I stare at the stack of letters, rifling through them. The first ten or so are just like the ones I've read, rather gushy love letters, hinting at family drama here and there. I can feel my breath and blood come faster. They're all in chronological order. I skip to the last chapter of this tale and yank out the letter. It's heavily creased, as if it's been read a thousand times.

It's short. Very short. Where the first letters were written smoothly, with grace and beauty in each line, this one is jagged and splotched. The ink is smudged on the paper from the writer's hand pressing down too hard; in some words, the point of the pen poked almost through. 

Gina, oh Gina. I'm so sorry. So sorry. Forgive me for bringing you into this. It's far more pain than you deserve. 

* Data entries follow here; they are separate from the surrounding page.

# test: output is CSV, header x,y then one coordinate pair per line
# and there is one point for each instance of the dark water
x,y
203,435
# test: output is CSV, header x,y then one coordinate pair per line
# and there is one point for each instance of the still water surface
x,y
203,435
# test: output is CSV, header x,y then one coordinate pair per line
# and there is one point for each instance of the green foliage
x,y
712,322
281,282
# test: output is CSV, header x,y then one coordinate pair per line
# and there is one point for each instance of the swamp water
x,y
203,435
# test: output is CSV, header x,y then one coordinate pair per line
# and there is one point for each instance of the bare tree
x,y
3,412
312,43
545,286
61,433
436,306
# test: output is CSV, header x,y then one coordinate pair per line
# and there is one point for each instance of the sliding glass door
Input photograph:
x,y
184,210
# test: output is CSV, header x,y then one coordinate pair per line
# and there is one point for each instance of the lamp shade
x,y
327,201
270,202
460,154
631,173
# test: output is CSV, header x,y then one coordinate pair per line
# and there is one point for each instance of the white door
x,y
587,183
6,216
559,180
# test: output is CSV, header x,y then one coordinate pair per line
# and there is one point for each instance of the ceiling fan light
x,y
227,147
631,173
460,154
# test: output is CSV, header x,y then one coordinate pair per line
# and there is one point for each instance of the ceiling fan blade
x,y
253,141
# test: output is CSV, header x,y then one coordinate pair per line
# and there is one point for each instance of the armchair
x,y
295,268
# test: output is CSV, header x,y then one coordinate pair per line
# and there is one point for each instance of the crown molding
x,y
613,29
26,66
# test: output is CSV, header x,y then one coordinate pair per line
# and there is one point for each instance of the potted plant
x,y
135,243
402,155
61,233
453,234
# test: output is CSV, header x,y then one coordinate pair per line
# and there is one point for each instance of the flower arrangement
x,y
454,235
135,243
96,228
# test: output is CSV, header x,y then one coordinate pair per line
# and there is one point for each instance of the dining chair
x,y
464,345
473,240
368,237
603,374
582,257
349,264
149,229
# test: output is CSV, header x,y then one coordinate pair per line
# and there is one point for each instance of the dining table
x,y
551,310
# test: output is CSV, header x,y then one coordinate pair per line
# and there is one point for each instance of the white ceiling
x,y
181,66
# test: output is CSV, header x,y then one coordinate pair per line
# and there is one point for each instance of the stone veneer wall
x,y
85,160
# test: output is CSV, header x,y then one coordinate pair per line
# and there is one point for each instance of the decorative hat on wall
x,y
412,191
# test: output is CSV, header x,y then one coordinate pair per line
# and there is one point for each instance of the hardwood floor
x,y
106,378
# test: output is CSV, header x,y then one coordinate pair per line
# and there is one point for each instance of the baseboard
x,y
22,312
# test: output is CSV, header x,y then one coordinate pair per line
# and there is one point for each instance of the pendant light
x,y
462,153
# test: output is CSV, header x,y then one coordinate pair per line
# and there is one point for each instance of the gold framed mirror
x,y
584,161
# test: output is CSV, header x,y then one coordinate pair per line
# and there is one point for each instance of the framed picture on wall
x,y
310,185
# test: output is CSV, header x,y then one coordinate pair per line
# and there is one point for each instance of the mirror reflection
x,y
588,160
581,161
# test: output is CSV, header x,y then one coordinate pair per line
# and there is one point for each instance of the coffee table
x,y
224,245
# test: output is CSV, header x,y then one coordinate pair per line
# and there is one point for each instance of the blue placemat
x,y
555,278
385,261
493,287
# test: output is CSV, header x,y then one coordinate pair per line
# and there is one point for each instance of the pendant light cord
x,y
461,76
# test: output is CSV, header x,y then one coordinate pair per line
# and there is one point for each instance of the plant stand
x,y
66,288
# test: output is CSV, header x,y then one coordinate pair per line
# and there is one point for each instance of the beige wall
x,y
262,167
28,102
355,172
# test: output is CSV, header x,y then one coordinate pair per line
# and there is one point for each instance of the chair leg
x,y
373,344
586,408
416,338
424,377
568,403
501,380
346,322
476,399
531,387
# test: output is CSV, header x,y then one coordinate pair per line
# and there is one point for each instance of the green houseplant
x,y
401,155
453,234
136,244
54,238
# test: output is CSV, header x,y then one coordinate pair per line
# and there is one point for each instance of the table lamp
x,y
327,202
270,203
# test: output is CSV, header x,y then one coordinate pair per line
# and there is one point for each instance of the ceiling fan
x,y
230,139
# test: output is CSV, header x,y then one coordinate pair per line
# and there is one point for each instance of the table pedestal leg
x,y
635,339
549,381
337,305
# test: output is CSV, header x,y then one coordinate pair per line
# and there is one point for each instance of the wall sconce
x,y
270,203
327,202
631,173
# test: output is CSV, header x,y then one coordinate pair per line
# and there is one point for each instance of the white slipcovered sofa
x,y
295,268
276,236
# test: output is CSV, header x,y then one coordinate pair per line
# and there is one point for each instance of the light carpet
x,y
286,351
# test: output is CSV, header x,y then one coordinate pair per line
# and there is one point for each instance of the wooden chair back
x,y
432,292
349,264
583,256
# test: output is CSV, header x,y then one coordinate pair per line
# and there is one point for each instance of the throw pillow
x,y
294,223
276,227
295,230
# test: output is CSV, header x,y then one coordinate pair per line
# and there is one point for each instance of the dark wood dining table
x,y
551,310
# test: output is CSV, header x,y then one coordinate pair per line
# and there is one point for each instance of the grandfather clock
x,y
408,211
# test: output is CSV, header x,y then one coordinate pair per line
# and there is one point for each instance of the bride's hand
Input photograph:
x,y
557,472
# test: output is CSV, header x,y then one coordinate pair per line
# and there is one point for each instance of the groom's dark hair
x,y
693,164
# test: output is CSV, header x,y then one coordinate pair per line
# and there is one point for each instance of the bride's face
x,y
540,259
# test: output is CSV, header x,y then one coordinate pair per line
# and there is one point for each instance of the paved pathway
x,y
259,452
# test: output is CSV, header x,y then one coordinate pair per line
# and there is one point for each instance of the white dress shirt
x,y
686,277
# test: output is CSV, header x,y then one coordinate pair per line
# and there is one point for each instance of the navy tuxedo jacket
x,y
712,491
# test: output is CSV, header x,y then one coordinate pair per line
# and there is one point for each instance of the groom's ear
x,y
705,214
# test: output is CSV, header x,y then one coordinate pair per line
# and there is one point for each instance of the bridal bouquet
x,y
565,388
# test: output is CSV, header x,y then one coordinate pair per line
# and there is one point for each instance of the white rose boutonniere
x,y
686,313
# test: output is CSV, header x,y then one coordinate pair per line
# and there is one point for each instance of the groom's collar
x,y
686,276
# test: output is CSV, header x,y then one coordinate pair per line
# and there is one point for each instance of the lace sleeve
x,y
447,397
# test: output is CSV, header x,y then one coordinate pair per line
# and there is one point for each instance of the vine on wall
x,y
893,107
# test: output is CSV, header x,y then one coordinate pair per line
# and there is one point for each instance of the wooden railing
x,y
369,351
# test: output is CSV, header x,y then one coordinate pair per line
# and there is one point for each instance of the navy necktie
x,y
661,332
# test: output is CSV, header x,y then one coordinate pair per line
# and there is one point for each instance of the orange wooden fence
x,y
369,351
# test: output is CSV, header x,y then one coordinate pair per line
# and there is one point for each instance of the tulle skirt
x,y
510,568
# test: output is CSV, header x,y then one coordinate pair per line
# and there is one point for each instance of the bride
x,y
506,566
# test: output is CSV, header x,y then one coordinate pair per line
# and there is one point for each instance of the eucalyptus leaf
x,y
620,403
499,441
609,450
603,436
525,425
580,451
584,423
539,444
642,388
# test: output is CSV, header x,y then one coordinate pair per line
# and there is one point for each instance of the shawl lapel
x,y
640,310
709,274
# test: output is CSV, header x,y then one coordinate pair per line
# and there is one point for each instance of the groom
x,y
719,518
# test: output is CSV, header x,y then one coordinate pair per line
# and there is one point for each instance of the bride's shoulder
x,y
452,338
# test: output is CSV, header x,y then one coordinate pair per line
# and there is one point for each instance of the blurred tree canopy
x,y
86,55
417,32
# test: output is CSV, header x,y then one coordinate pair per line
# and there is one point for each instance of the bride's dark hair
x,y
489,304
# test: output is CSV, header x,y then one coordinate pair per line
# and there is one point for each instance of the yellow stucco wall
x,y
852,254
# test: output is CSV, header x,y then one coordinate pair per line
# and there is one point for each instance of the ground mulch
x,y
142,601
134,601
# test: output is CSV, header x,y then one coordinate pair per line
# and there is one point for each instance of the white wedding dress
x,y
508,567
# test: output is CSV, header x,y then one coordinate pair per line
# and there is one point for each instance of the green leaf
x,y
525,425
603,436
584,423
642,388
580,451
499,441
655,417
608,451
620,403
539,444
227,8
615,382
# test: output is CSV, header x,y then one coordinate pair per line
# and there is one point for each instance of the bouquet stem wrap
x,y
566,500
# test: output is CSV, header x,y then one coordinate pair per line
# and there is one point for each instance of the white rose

I don't deserve your love, but you will have mine until my dying day.

It's not signed.

It's dated 8 September, 2014.

Every muscle in my body feels as though it's been injected with the midazolam in the bottom drawer of Macy — of Gina's — cabinet.

AAGIII.

Andrew Aloysius Granger the Third.

Rosamund Granger's dead son.

I take one step back and sit down hard on the floor. Andrew. His death is one that will haunt me for the rest of my life. His uncle blew his brains out on the green marble floor of Hammerton, Inc. He protected me, helped me. He seemed to be enslaved by his family's obsession even then, and these letters are a tragic confirmation of my suspicion.

That final letter. It must have been written after the abduction of Glyn Burns, the former leader of the Scottish National Party. He was held for two weeks and brutally tortured, finally left chained naked to an azure velvet swath like a macabre parody of the Scottish flag. 

Rosamund Granger had made Andrew do it.

I sit there on the floor for a long moment, hating Rosamund Granger for everything she's doing now and everything she did then. But most of all hating her for the pitiless way she walked past Andrew's body. I think "pity" was the word she used, as if his death were akin to that of a fondly remembered goldfish and not a human being.

My body seems to have grown ten times heavier when I try to stand again. I go back to the letters, making sure I've kept them in order. There are a few envelopes tucked on the side of the boxes, and when I pick them up, I can see why they were kept. Little notes litter the outsides of them. Tiny observations on the day, little funny sketches of faces. I turn one over, and even though I figured it out on my own, seeing Andrew's name on the return address gives me a shock. 

The letters are addressed to Gina Galbraith. 

Regina Galbraith. 

She's on Granger's list. Tasha mentioned her when I was at her house. 

Macy is Regina Galbraith.

If I weren't an atheist, I would be praying to any god who would listen for Gina to still be alive.

As it is, I gather up the letters, close the box over them, and set them aside.

I'm going to make sure Rosamund Granger pays for what she's done if I have to burn down the city to find her.

 

 

 

 

 

 

 

 

 

 

 

 

 

 

eighteen

 

The box of letters makes me rethink everything I see in Gina Galbraith's flat. 

The dishes on the floor now look like they just fell, the clothes littering her bed seem like simple clutter. I look in the lavatory. There's still a toothbrush in a cup and a few makeup items scattered around the vanity. It looks now like she left in a hurry rather than being abducted. Also, the only forced entry into this place was mine. 

She said she'd have something for me. Something she thought was big and wanted to make sure she had right before bringing it my way. This box could hold more secrets. That they're handwritten could be a boon if there's real information in Andrew's love letters; he would understand maybe better than anyone that digital information never goes away, while I could throw this box of letters in a fire and it'd vanish from existence. It's an intensely personal keepsake, and one I don't picture a woman who first gave me an alias simply leaving around carelessly, not when the writer of the letters is related to Scotland's single most wanted killer.